Il suo orgoglio era rivendicare la professione fatta su giornali come Candido di Guareschi, il Borghese (di Longanesi e poi di Tedeschi), il Conciliatore diretto da Piero Capello con il quale avviò un duraturo sodalizio che solo la prematura morte di Capello interruppe.
Poi a metà degli anni '90, assai prima che Renzi inventasse la rottamazione a favore delle nuove generazioni, avendo incontrato un giovane di valore, che rispondeva al nome di Marzio Tremaglia, vide in lui la speranza di un passaggio del testimone fra generazioni.
La generazione di Romano Cattaneo era quella nata fra gli anni trenta e quaranta del '900. Una generazione che aveva avuto la disgrazia di veder perdere una guerra, ma la fortuna di condividere un idem sentire con coloro che onestamente, orgogliosamente, con coraggio e lealtà quella querra l'avevano combattuta e perduta.
Una generazione, quella di Cattaneo, fatta di intellettuali, artisti, giornalisti, scrittori come lui irrimediabilmente fedeli agli ideali e quasi allergici al successo, se esso significava una facciata priva di spessore, o un se esigeva come prezzo da pagare il tradimento di se stessi.
Marzio Tremaglia era un giovane neppure quarantenne quando divenne assessore alla cultura della Lombardia, e volle come consigliere accanto a sé Cattaneo per saldare le due generazioni, per andare avanti, per proseguire un discorso che avesse radici antiche, ma fosse proiettato nel futuro.

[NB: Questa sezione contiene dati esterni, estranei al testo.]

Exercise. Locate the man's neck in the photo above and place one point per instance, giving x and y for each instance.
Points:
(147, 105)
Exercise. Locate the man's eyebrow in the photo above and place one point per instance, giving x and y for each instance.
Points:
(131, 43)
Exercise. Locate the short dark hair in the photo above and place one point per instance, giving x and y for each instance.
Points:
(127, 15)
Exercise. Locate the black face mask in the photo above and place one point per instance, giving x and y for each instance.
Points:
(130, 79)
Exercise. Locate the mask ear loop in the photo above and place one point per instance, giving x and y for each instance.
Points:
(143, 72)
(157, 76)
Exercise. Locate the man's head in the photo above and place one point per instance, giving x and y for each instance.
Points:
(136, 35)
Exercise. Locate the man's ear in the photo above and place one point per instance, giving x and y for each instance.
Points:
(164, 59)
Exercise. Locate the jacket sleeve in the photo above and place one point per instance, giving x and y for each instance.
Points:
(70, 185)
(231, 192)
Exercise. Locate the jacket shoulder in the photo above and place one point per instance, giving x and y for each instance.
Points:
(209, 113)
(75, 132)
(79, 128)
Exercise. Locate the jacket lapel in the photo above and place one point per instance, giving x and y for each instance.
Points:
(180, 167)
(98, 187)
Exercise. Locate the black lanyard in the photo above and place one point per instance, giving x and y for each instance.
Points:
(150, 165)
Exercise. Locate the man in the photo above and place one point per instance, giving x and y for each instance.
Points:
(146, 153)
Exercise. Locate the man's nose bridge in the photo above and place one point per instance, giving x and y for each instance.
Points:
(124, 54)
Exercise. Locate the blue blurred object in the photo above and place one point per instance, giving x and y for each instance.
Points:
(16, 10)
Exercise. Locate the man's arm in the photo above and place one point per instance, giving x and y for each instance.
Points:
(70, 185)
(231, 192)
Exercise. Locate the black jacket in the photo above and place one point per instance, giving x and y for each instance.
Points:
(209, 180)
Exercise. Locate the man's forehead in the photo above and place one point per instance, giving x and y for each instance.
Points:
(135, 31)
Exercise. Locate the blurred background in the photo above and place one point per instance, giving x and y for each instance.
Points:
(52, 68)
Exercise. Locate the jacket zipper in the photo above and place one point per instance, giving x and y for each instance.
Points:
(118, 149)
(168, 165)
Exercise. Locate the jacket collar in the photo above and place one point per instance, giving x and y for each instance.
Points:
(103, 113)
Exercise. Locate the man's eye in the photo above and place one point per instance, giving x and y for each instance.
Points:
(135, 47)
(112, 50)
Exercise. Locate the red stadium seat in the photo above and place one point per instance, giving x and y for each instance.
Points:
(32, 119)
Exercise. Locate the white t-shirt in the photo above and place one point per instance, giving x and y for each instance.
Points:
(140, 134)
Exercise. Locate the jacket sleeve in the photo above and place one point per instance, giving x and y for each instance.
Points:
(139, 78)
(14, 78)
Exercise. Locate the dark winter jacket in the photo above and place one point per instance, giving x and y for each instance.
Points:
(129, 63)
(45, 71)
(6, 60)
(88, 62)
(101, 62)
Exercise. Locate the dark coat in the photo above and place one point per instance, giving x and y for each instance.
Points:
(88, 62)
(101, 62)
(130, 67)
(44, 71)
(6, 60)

Insieme lavorarono bene e le cose fatte nel quinquennio alla cultura lombarda di Marzio Tremaglia rimangono in un libro che curò proprio Cattaneo, intitolato Ripensare la cultura (cinque anni di attività in Lombardia) pubblicato da Mazzotta; rimangono nella memoria dei lombardi; rimangono nel bel catalogo Mazzotta che corredò la grande mostra alla triennale di Milano dedicata all'opera di Sigfrido Bartolini che Cattaneo ideò e Tremaglia sottoscrisse con entusiasmo come evento conclusivo del suo mandato.
I cavalieri solitari sono destinati a vincere contro i nemici nei duelli, ma a perdere contro la sorte che decreta l'andamento generale della storia. I cavalieri antichi sono residui di tempi andati e pare non possano passare il testimone a nessuno. E infatti Marzio Tremaglia appena quarantenne morì lasciando in chi lo aveva conosciuto e potuto apprezzare una indicibile nostalgia e un doloroso rimpianto.
Per Romano Cattaneo fu la certificazione della fine di una speranza coltivata con amore, dedizione e lealtà. Dopo qualche tempo lo lasciò la moglie, Teresa, meravigliosa creatura che aveva condiviso con lui una intera vita. Romano ormai si sentiva solo, anche l'amico di sempre Sigfrido Bartolini, con il quale condividere gusti e disgusti di un tempo infelice, lo aveva lasciato.
Così Romano Cattaneo seguì la strada degli antichi cavalieri che, deposte le armi per il sopravvenire della vecchiezza, si ritiravano in eremitaggio. Lui si ritirò nella sua casa piena di libri (nel 2005 aveva dedicato un bel libro ad un pilota eroe di guerra bergamasco, Antonio Locatelli, tra eroismo e cultura, Ferrari editore), e di quadri forse con il proposito di attendere in serenità e discrezione il momento del ricongiungimento con Teresa, con gli amici e gli eroi nei quali aveva creduto e che aveva amato.